The Hippo Stadium At Caesarea: Athletics and Horse Racing
In the first centuries CE, the cities organized the games independently. They took care of the full financing of the events, provided all the needs of the competitors, and gave expensive prizes to the winners. The games were held to mark a particular historical event, in honor of kings, emperors, or city gods. During the second and third centuries CE, there was an increase in the number of competitions and places where they were held. The great demand led to the construction of additional hippodromes in the Land of Israel during this period.

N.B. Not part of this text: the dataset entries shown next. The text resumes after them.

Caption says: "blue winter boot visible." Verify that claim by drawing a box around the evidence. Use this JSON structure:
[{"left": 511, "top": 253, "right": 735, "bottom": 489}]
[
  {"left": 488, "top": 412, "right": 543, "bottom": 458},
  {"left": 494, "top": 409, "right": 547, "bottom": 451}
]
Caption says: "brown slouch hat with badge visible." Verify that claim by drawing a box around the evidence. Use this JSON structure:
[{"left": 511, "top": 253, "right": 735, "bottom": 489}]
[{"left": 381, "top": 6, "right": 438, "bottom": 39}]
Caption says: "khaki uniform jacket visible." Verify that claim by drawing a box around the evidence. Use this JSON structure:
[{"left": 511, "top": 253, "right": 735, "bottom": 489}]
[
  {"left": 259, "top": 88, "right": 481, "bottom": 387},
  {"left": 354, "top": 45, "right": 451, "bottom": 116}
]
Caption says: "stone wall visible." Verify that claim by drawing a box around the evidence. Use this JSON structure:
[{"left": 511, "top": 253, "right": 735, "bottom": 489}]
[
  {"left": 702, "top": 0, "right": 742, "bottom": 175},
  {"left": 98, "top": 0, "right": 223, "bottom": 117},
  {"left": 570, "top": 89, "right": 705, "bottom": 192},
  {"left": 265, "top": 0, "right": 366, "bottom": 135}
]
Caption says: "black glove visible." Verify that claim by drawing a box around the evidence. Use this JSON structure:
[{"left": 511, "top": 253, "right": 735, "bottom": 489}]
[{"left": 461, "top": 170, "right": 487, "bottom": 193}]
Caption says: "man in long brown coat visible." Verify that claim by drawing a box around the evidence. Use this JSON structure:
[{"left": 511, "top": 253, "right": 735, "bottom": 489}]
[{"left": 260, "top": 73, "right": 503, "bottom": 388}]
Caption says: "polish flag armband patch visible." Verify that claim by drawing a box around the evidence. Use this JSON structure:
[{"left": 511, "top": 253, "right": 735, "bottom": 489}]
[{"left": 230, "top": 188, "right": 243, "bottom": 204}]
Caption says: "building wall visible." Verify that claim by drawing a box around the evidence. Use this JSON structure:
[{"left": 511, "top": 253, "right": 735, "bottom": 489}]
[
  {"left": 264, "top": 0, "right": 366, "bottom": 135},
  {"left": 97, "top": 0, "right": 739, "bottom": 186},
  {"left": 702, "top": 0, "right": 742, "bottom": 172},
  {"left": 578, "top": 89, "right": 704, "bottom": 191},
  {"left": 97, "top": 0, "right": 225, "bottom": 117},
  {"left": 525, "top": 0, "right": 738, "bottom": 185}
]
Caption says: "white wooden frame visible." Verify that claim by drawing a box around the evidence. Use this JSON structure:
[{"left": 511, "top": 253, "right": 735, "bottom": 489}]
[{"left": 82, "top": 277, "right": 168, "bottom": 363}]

Athletics and horse racing competitions were held throughout Israel during the Roman period. Herod held games in honor of Augustus in Caesarea in 10/9 BCE, celebrations that were also associated with the latter’s victory at the Battle of Actium in 31 BCE. Herod stated that the games would be held once every four years. The many games held throughout the Roman Empire attracted the best athletes from the eastern cities. The winner of the athletics and horse racing competitions was crowned with a palm tree as a sign of victory, in addition to the cash prize he received.
Gladiator Fights at Caesarea
A gladiator (Latin: gladiator, “swordsman”, from gladius, “sword”) was an armed combatant who entertained audiences in the Roman Republic and Roman Empire in violent confrontations with other gladiators, wild animals, and condemned criminals. Some gladiators were volunteers who risked their lives and their legal and social standing by appearing in the arena. Most were despised as slaves, schooled under harsh conditions, socially marginalized, and segregated even in death.
There is little information about gladiatorial battles in the eastern side of the empire. The shows were held by the Roman rulers in cities of Hellenistic character; In Judea, for example, Herod performed such gladiator fights in Caesarea, and Josephus, in “The Antiquities of the Jews,” explicitly writes that gladiatorial games also took place in Jerusalem. Few existing sources on this subject show that Jews also took an active part in these shows, usually being captives or slaves, as the description shows:
“While Titus was at Cesarea, he solemnized the birthday of his brother [Domitian], (2) after a splendid manner: and inflicted a great deal of the punishment intended for the Jews in honor of him. For the number of those that were now slain in fighting with the beasts, and were burnt, and fought with one another, exceeded two thousand five hundred”Josephus, Jewish Wars Chapter 3
In later stages, these were also economic circumstances that led desperate Jews to attend gladiatorial and animal shows. In the middle of the third century CE, an economic crisis plagued the Roman Empire and the Land of Israel in general, and more than once he forced people to participate in these shows, which were well paid. It is also probable that some of the Jews who ended their lives in the gladiatorial games at the Holy Land amphitheaters were brought for burial at their homeland.